Of course, since you are only updating the model weekly you wouldn't need to use MMA at all during the week. Some trading platforms will allow you to place bids and offers for a synthetic contract according to a simple formula, where the betas are fixed (for the week). In other cases a simple api interface is provided to something like Excel. That would enable you to recalculate the entry/exit prices automatically tick-by-tick, if you wanted to, and would also eliminate the need for manual trading as the orders could be fired into the trading platform via the api.

There are the usual practical considerations that apply to any stat arb strategy. For instance, do you try to enter passively, posting orders on the bid and ask prices of the portfolio (treating it as a single synthetic security)? Another approach is to post resting orders for the individual ETF components at appropriate price levels then cross the spread on the other ETFs if you get filled on one of them. These execution strategies tend to apply more in the case of pairs trading. For more complex strategies involving multiple securities like yours they can be very tricky to implement and traders typically cross the spread on entry and exit, which is what is you are doing, I would guess.

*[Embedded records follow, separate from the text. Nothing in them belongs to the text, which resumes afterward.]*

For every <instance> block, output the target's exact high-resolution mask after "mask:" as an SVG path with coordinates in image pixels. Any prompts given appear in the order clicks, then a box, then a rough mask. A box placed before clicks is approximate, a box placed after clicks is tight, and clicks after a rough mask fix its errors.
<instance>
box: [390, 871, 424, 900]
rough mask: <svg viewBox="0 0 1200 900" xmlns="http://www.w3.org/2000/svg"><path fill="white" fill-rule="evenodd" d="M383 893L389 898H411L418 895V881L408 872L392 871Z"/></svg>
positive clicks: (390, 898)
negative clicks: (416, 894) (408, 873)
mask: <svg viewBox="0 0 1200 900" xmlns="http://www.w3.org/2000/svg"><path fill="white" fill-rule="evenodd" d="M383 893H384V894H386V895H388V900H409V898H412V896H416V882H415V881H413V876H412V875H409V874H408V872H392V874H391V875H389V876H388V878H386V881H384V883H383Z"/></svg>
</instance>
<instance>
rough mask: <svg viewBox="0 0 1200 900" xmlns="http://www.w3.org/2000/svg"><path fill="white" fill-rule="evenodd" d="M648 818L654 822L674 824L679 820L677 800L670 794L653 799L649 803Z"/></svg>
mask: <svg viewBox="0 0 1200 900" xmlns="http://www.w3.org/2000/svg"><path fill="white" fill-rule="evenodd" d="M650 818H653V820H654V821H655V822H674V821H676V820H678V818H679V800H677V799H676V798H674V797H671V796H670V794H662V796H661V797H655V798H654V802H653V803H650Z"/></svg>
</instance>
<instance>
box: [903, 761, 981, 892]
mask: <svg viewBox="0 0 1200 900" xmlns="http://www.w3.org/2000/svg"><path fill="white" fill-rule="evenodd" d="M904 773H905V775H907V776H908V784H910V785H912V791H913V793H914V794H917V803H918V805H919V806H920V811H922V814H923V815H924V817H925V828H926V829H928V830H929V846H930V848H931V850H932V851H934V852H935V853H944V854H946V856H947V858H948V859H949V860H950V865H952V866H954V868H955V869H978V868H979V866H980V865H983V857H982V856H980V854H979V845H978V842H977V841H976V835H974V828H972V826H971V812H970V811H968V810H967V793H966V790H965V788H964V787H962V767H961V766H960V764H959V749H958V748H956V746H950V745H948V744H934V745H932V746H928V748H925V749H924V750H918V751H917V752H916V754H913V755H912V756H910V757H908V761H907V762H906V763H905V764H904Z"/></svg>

Another question is how to treat open positions held over a w/e when models get updated. The original exit points will likely change. So you have some options there too: exit all positions by the end of the week; maintain the original exit prices (profit target and stop loss); or recalculate exit prices for existing positions once the models get updated.

Finally, one other important issue is whether to use prices or (log) returns in your cointegration model. I suspect you are using the former, as I did in my toy illustration. But the resulting portfolios are rarely dollar neutral and hence consume margin capital. On the other hand, if you use returns and create a dollar-neutral portfolio, rebalancing becomes more of an issue. In that case I suspect you would want to rebalance the portfolio at least once a day, or according to some more sophisticated rebalancing algorithm.

Nice work, Amanda.

Hopefully Wolfram will include more of these standard statistical tests in futures releases, to bring MMA to parity with comparable math/stats software packages.

I have written a few posts about using the Kalman filter approach in pairs trading (stat arb), for instance here and here.

I would certainly be interested to get your own take on the subject and any trading results you might care to share.